Sempre me rebelei contra tutelas e a teimosia que levava a opor-me ao autor de “Avieiros” era uma manifestação desse espírito livre. Reconheço hoje que deveria orientar-me pelos conselhos de Redol ou de Antunes da Silva. Mas sobretudo enalteço o desvelo que eles punham nesses contactos com os jovens, teimando em conduzi-los nesses primeiros passos, coisa que hoje muito desejava deparar nos autores modernos – que estes ousassem ter coortes à sua volta. Não o vejo. E tal seria óptimo para as novas gerações.
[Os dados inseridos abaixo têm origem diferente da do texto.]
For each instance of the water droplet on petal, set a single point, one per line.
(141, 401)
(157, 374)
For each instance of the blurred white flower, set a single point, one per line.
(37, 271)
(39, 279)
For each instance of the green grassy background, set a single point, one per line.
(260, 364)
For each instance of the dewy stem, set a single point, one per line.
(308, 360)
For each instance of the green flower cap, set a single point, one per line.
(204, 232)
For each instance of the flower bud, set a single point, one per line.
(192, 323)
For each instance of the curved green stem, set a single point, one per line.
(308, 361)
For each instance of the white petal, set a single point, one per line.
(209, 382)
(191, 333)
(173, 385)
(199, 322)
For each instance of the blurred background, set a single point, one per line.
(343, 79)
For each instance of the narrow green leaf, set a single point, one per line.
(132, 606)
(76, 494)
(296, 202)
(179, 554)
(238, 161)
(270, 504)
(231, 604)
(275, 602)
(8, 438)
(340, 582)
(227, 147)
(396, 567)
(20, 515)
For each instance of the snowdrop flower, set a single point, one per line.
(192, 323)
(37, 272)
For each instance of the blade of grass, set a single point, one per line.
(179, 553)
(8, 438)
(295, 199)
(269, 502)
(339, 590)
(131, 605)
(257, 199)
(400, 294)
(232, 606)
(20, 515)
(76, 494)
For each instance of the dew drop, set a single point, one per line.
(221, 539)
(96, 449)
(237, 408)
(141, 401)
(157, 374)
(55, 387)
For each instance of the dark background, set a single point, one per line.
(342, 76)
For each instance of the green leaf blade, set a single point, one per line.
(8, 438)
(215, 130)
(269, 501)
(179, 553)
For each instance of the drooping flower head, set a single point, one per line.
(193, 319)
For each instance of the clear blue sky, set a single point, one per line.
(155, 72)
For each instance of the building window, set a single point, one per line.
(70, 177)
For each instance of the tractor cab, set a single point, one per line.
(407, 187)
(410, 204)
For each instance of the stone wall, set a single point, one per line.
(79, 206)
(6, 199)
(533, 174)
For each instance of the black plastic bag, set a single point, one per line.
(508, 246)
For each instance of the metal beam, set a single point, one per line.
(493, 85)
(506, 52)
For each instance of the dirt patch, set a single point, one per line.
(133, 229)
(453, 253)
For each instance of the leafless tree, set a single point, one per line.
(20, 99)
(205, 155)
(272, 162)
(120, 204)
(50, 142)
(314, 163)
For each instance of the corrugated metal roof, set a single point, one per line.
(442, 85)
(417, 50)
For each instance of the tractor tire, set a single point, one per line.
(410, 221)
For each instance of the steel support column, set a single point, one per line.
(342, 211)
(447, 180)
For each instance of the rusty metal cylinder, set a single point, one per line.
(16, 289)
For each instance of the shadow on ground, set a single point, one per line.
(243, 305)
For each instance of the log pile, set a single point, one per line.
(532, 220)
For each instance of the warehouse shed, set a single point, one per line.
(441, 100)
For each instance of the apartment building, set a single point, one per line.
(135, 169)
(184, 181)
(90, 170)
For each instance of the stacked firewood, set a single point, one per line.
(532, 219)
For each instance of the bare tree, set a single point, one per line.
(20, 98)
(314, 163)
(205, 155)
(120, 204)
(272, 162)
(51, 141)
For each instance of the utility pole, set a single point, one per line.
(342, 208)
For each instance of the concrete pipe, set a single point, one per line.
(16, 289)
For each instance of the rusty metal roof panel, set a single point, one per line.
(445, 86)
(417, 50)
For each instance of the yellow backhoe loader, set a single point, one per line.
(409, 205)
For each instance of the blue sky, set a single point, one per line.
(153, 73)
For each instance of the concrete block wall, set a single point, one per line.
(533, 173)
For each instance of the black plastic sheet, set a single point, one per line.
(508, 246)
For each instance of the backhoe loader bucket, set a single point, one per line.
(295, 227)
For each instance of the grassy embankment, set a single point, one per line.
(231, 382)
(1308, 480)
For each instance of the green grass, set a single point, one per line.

O mesmo espírito de cooperação achei no liceu em Mário Dionísio, que aceitou que eu continuasse a assistir às suas aulas (fazendo as respectivas provas), marcando-me as necessárias faltas para que, no fim, apenas fosse aprovado a OPAN (impingida disciplina de Organização Política e Administrativa da Nação – assim se chamava), necessário para que eu pudesse autopropor-me a exame do sétimo ano.

Tempos antigos!

Nuno Rebocho

 
 
 

Nuno Rebocho - Nascido em 1945, em Queluz (Portugal), viveu em Moçambique desde os três meses de idade até 1962. Jornalista, poeta e andarilho – bastou-lhe ter estado preso por cinco anos na Cadeia do Forte de Peniche (por cinco anos, motivos políticos), para recusar ser animal sedentário. Viveu a imprensa regional (Notícias da Amadora, Jornal de Sintra, Aponte, A Nossa Terra, Jornal da Costa do Sol, Comércio do Funchal, entre outros), foi redactor da Grande Enciclopédia Portuguesa e Brasileira, das revistas O Tempo e O Modo e Vida Mundial, em diferentes diários e semanários, e é chefe de redacção da Antena 2 da RDP. Colaborador de Acontece en Sorocaba (Brasil) e Liberal (Cabo Verde). Autor de “Breviário de João Crisóstomo”, “Uagudugu”, “Memórias de Paisagem”, “Invasão do Corpo”, “Manifesto (Pu)lítico”, “Santo Apollinaire, meu santo”, “A Nau da India”, “A Arte de Matar”, “Cantos Cantábricos”, “Poemas do Calendário”, “Manual de Boas Maneiras”, “A Arte das Putas” (poesia), “Estórias de Gente” (crónicas), “O 18 de Janeiro de 1934”, “A Frente Popular Antifascista em Portugal”, “A Companhia dos Braçais do Bacalhau” (investigação histórica), está representado em diversas antologias e colectâneas em Portugal, Espanha e Brasil. Tem colaborado em catálogos para exposições de artes plásticas: Ramón Catalan, Deolinda, Carlos Eirão, Alfredo Luz, Edgardo Xavier, João Alfaro, Maria José Vieira, Ricardo Gigante, Ana Horta, Isabel Teixeira de Sousa, Nuno Medeiros, Viana Baptista, Teresa Ribeiro, Rico Sequeira, João Ribeiro, José Manuel Man... Comissariou a Bienal do Mediterrâneo, Dubrovnik (Croácia), em 1999.